Thanks for the Thanks.
There’s been a trend lately where friends have been throwing my name in the acknowledgments pages for certain excellent things they’ve published.
The first time it happened was a few weeks ago, when I saw that longtime buddy Joe Hall mentioned me in the front matter of his heartbreaking (but also invigorating) poetry collection, Pigafetta Is My Wife. Less than two weeks later I got a package in the mail from friend Zachary Watterson containing the latest issue of the Massachusetts Review, which features ‘Insulatus’, Zach’s short essay of very distilled bravery. I turned to the contributors page, and there I was tucked in between badasses Patricia Engel, David Shields, Brian Christian and Charles Johnson.
The feeling, initially, of appearing on those pages is a kind of reactive gratitude for the gratitude, a swell of unnamable pride; not that I had anything to do with the quality contained on that page, but that I was ever able to somehow associate myself with it to begin with.
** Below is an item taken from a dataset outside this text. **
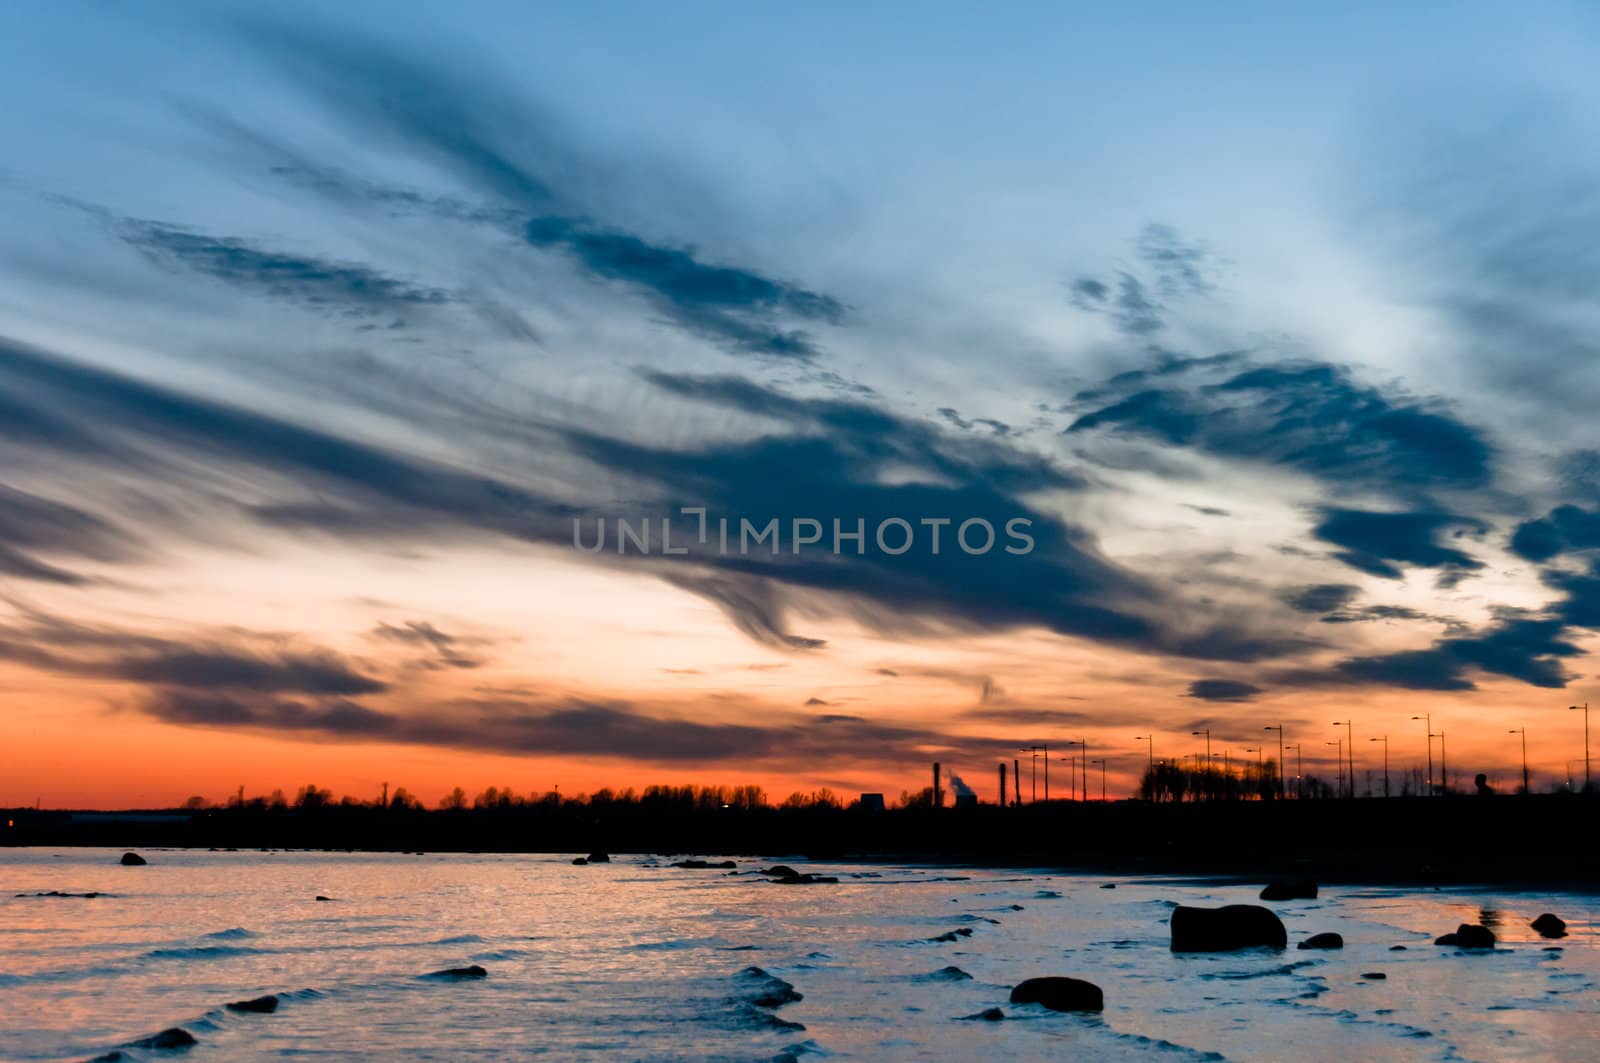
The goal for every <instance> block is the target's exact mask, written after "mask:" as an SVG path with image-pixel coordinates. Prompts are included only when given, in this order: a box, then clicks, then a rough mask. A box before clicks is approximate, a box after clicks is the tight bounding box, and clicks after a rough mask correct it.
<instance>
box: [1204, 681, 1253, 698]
mask: <svg viewBox="0 0 1600 1063" xmlns="http://www.w3.org/2000/svg"><path fill="white" fill-rule="evenodd" d="M1258 693H1261V687H1258V685H1254V684H1246V682H1242V680H1238V679H1197V680H1194V682H1192V684H1189V696H1190V698H1200V700H1202V701H1250V700H1251V698H1254V696H1256V695H1258Z"/></svg>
Joe wrote the earliest version of Pigafetta when I was at work on a terribly tone-deaf nonfiction book about luck. We were were both DC-dwelling fellows in our thesis year at George Mason’s MFA program, and we did not share work. What we did share were long, traffic-choked rides into Fairfax over which we discussed hovering frustrations about the months and years ahead, conversations that carried an itchy, beleaguered desperation that sometimes grew so thick that I lost concentration on the road and nearly steered us into oncoming cars. I always felt about Joe then as I often do about my wife: he tolerated me. The work that ended up in the book — written during the long, humid weeks in between those pained conversations — is something strange and remarkable, sewn together with a beautiful, elliptical severity, and I refuse to believe I had anything meaningful to do with it.